4* Kya is a poignant character developed from childhood to maturity. This was a book I could not put down, not only because of the story but it’s vivid revelations about Carolina swamp and marsh biology.
4* A child raises herself in marsh country. She is wary of others but is befriended by a few people. She learns the ways of the marsh and its creatures, eventually publishing books. It is amazing to think of someone so in tune with her surroundings. Of course mosquitos were only mentioned once!
4* I loved this book. It was a murder mystery but mostly about a girl who grew up in the marsh and about nature around her
3* “Marsh Girl” Kya survives abandonment by her parents and siblings, raising herself from the age of six, and becomes an award-winning author and illustrator of books related to North Carolina marsh ecology. was possible to suspend belief and be immersed in the story for about the first third of the book, then it got a little too fantastic. Quick and entertaining.

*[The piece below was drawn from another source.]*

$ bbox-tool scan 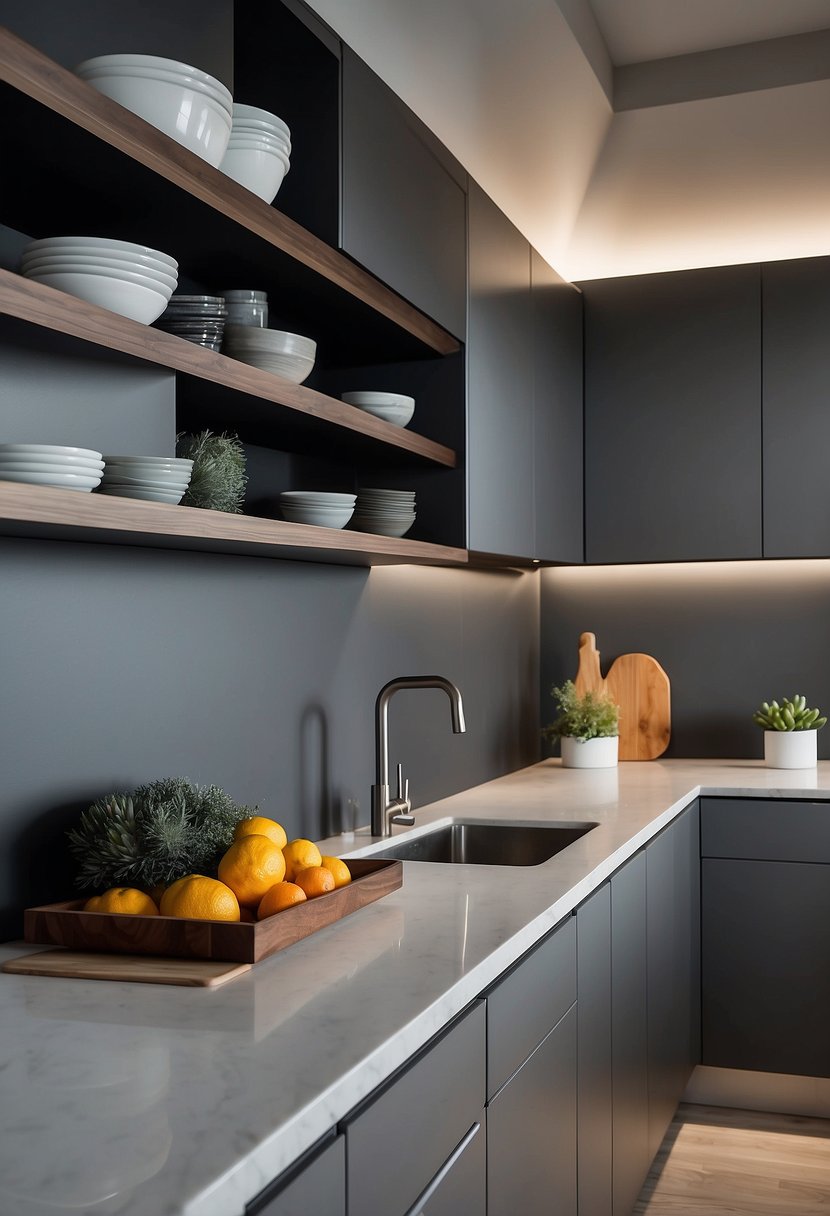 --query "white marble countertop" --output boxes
[0,760,830,1216]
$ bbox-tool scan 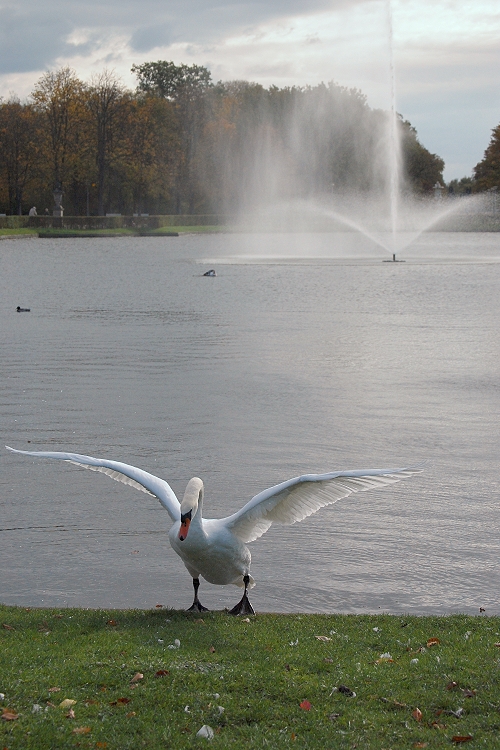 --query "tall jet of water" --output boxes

3* I love books about the south. Delia Owens is a poet with her words. I read the book because it got so many great reviews. While I liked the book I felt that the plot dragged on like a slow summer day. Still it wasn't the worst book I've read.
The Book Woman of Troublesome Creek by Kim Michele Richardson4.05* Really great story with interesting historical context that was new to me and author gave a great rundown of some of the facts at the end of the book,
5* Such a fantastic book! I had no idea that the pack horse library ever existed.
4* Wonderful story about a 19 year old who is blue-skinned, last living female of the rare Blue People ancestry in Kentucky. The lonely life she lives is so poignantly written, but she is so brave and resilient. She finds her passion and kindness to give to others in the Appalachian mountains of the people in remote areas by participating in the WPA program historical Pack Horse Library project. Her love of books and adventures she finds is spread through her mission of bringing books to others. This book is well researched & written - there is every emotion experienced: love, heartbreak, joy, sadness, grief, etc. I highly recommend this book, especially if you love books & people.
2* Cussy, a.k.a. “Bluet”, rides the hollers of Kentucky during the Great Depression delivering reading material in her role as a pack horse librarian. (Though she rides a mule.) She dispenses care and comfort as well. Oh, and she is blue...a plot twist that allows for no end of abuse. I wanted to like the book, but found the formula a little too trite.